あの女と結婚したときに反抗してから、お父さまに話しかけられることなんてなかなか無かったから、突然のその出来事にどうしたらいいか戸惑ってしまう。
「はい、お父さま……先日のテストの成績も良かったですし、問題なく高等部に進学できますわ」
「そうか……もうお前も高校生になるんだな……どうりで最近、顔つきが死んだ妻に似てきたはずだ……」
嬉しかった。
久しぶりに話しかけられたことも、私の進学のことを気にかけてくれたことも……
そして、なにより私を見て亡くなったお母さまを思い出してくれたことが一番……
久しぶりに幸せな気持ちに満たされながら、もっと頑張ろう、出来るだけ優秀な成績で卒業、入学しよう、そう自室で勉強に励んでいた。

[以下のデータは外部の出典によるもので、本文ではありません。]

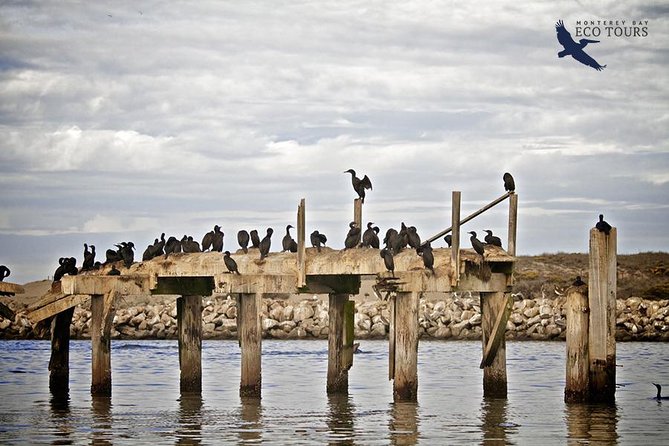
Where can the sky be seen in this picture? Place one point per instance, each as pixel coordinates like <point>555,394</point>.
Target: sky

ガチャリ、ノックもせずにドアが開いてビクリと肩が震えた。
こんな失礼なやつ、この家には一人しかいない……
どうして?、だって今夜はお父さまとあの女が、出かける日じゃないはずなのに……!
そんな私の驚く顔を見ながら、なんでだよって顔してるな?、そうあの男はニヤニヤと気持ち悪い笑みを浮かべた。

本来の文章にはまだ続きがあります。